Buddy Parrott

Personal information
- Nationality: American
- Born: November 24, 1939 (age 86) Gastonia, North Carolina, U.S.
- Occupation: Crew chief

Sport
- Sport: NASCAR Sprint Cup Series

= Buddy Parrott =

NASCAR crew chief

James Kenneth "Buddy" Parrott is an American NASCAR crew chief. Over 18 years, Parrott won 49 races. Parrott's sons Todd and Brad also served as crew chiefs.

==Career==
Parrott's career began in 1968 when he became a tire changer for Huggins Tire, a Goodyear distributor. In 1970, Parrott worked under Harry Hyde for Bobby Isaac; that year Isaac won the Grand National championship. Parrott worked for Hyde's No. 71 team through 1974, then in 1975 he became the crew chief for Ferrel Harris.

In 1977 he was hired by DiGard Motorsports. He worked under David Ifft as crew chief for Darrell Waltrip. In May 1977, following victory at the Winston 500, Ifft left the team and Parrott was promoted to full-time crew chief. The combination became one of the strongest in Winston Cup racing as Waltrip and Parrott won ten races in the 1977–1978 seasons. In 1979, Waltrip finished a close second in points. After winning four races in the first half of 1980, Parrott was fired from the DiGard team; he finished the season with the Harry Ranier team and driver Buddy Baker.

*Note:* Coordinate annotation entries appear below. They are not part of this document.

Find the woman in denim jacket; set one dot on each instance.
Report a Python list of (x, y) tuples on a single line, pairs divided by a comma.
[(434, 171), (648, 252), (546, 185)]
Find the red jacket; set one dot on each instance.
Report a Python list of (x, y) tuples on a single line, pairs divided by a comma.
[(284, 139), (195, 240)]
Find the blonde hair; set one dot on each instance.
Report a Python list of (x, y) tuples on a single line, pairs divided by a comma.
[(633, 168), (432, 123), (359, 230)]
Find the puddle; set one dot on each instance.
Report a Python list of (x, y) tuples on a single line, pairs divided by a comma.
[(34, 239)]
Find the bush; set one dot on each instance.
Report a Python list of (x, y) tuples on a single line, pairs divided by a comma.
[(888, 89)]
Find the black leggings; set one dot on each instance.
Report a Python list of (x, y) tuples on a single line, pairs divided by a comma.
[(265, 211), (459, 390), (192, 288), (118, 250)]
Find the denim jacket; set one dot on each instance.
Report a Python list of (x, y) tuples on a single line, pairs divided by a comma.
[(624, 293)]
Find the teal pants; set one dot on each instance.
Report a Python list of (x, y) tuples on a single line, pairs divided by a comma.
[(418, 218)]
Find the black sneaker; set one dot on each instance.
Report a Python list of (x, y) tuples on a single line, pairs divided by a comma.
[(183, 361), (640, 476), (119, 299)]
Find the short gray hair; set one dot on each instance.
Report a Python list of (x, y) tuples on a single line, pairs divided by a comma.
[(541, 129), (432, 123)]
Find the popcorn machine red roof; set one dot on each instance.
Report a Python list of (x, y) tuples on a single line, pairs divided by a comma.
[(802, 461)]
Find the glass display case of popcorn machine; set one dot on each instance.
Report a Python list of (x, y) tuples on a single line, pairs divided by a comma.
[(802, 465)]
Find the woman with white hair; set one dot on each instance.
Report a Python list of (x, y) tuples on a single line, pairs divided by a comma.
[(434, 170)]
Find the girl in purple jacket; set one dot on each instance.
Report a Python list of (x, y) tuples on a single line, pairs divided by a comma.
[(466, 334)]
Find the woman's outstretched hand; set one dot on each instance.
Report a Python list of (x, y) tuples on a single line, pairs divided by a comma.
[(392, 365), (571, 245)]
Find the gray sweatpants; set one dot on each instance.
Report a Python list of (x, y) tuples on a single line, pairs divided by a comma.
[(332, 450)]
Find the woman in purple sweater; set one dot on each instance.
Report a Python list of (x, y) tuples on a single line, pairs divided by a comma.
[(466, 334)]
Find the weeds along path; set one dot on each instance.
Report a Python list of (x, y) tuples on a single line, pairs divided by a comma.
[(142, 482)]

Parrott was hired by Charlotte medical doctor Ron Benfield as crew chief for a team he had formed for 1981. For three seasons Parrott was crew chief of Benfield's No. 98 racecars driven by Johnny Rutherford, Morgan Shepherd, Rusty Wallace and Joe Ruttman. In 1984, Parrott was hired by Mike Curb to be Richard Petty's crew chief. Parrott and Petty won at Dover, and was chief for Petty's 200th career victory in the 1984 Firecracker 400 at Daytona International Speedway. In 1987 & 1988, Parrott joined Jocko's Racing and became a part-time crew chief for the No. 63 team. Maggiacomo was involved in Bobby Allison's career-ending accident and parted ways with the team shortly after. In 1990 later, Parrott joined Derrike Cope of Bob Whitcomb Racing's team, and helped him win the 1990 Daytona 500.

In 1992, Parrott was reunited with Wallace at Penske Racing, winning 19 races together. Three years later, he joined Diamond Ridge Motorsports to work with Steve Grissom. However, Parrott left the team citing business disagreements with owner Gary Bechtel. In 1997, he joined Jeff Burton's crew, and helped him win the inaugural race at Texas Motor Speedway. Later that season, Parrott was fined $20,000 by NASCAR for improperly mounted roof flaps prior to the Winston 500 at Talladega. In 1998, he became the team manager for Mark Martin's Roush Racing team. At California Speedway that year, Parrott tripped over cords in the pit box, fracturing his ribs, but still celebrated Martin's victory in the 1998 California 500. He remained with the team until his retirement in 2001 after 34 years of service.

In 2004, Parrott was inducted into the North Carolina Auto Racing Hall of Fame.